New York State Orthoimagery Program
NYS Digital Orthoimagery Program
Orthoimagery from Lot 6 is in QA/QC with the first delivery to counties to begin in late February. New imagery should start becoming available on the Interactive mapping Gateway in early March as work progresses. Most of the Lot 6 imagery should be available on the Clearinghouse by the end of June.
Imagery in New York City will be available to New York State and New York City agencies with limited distribution to members of the New York State Data Sharing Cooperative.
Interactive Mapping Gateway Enhanced
The following enhancements have been made to the New York State Interactive Mapping Gateway:
Orthoimagery is now visible at 2 miles across the map window (previously 1 mile across).

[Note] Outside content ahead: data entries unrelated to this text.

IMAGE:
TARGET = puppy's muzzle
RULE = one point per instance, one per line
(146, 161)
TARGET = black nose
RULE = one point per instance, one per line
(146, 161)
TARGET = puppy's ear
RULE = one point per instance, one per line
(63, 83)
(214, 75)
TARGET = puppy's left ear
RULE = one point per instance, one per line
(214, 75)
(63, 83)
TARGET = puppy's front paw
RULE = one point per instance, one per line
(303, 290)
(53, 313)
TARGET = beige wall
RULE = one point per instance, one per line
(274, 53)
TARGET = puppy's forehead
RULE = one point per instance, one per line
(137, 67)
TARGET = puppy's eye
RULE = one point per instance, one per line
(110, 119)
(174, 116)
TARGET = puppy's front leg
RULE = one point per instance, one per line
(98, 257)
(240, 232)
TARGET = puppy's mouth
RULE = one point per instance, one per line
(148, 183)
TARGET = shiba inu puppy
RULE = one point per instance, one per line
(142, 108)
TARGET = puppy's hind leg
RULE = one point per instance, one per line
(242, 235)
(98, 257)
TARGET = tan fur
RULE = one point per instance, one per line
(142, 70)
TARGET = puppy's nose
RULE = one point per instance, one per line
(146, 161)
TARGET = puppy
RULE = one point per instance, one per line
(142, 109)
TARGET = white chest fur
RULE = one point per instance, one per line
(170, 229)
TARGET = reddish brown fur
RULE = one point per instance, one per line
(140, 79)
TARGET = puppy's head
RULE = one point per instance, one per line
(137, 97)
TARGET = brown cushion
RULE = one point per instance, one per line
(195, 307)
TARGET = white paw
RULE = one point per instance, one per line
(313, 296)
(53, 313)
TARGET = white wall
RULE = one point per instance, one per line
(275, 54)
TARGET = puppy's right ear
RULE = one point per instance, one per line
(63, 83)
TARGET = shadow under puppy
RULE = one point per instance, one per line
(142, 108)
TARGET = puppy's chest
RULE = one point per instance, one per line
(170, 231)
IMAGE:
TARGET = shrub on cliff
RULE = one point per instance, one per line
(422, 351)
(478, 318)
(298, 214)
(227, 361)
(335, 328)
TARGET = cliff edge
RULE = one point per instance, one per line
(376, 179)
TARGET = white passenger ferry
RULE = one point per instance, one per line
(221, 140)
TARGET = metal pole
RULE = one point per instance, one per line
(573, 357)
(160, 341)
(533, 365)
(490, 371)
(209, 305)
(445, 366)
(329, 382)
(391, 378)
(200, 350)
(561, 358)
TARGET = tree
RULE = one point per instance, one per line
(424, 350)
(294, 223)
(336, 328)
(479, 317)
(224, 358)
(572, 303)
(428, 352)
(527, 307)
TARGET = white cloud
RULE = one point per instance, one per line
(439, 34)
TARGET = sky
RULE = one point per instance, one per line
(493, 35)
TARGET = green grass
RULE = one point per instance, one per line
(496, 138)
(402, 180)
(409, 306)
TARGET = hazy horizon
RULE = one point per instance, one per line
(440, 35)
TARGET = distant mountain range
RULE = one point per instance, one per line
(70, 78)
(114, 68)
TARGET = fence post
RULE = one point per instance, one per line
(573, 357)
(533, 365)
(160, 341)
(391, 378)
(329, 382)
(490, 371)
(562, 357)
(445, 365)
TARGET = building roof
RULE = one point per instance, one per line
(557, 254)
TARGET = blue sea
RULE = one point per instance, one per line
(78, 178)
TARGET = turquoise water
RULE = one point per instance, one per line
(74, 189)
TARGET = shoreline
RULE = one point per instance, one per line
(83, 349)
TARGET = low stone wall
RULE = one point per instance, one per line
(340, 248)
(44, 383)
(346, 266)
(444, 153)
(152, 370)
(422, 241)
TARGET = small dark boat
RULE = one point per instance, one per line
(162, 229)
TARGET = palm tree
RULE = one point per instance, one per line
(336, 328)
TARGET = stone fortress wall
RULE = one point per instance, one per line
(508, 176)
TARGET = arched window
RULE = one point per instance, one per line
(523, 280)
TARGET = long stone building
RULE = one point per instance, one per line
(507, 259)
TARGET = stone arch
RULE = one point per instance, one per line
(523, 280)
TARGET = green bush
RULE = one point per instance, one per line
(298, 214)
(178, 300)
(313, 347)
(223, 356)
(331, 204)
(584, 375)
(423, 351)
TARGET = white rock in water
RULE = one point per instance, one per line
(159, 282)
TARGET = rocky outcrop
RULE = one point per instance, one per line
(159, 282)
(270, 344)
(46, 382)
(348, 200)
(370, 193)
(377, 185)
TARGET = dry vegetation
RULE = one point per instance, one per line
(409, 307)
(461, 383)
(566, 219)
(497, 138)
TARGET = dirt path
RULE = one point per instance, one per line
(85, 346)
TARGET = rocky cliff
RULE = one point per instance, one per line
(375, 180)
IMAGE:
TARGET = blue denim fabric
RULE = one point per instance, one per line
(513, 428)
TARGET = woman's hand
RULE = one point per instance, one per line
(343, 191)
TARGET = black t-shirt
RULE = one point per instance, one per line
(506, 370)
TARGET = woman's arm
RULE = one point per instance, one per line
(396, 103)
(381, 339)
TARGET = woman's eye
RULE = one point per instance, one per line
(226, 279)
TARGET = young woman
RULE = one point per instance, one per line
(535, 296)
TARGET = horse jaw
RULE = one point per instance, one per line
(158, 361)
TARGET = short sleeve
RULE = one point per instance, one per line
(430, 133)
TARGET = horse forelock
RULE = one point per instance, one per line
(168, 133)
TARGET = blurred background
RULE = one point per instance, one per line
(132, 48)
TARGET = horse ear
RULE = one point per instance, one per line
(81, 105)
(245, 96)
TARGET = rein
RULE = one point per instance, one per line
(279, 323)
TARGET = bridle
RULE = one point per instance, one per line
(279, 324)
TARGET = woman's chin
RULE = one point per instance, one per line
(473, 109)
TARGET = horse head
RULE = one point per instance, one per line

The NYS Street Centerline file has been incorporated into the gecocoding process used in the Gateway. Street address searches will now be based on this file and will produce more accurate results.
Elevation contours have been added as a viewable map layer. The contour
layer is taken from the NYS Dept. of Transportation 1:24,000, raster
topographic 7 ½ minute quad maps. Users can now get a snapshot
of the landforms displayed in the map window. The contour layer is visible
in the map window from 0.5 to 3 miles.
Annual Lot 7 and Beyond
Flight planning is currently underway for the Spring 2007 flying season. Western and Central counties in the state that have not been flown since 2002 will be updated, as well as 10 counties with 2004 vintage photography.
Several counties have sponsored significant upgrades to the NYSDOP base program of 1 foot color in urban areas and 2 foot color in rural areas. Nassau, Rockland, Suffolk and Westchester counties have all funded upgrades to ½ foot GSD (1 pixel is equivalent to ½ foot on the ground). There were also several upgrades funded at the local level.
Areas to be flown in 2008 are tentatively in the Adirondacks (2003 vintage), New York City and the Buffalo area. Letters are expected to be distributed to the counties involved in late Spring 2007.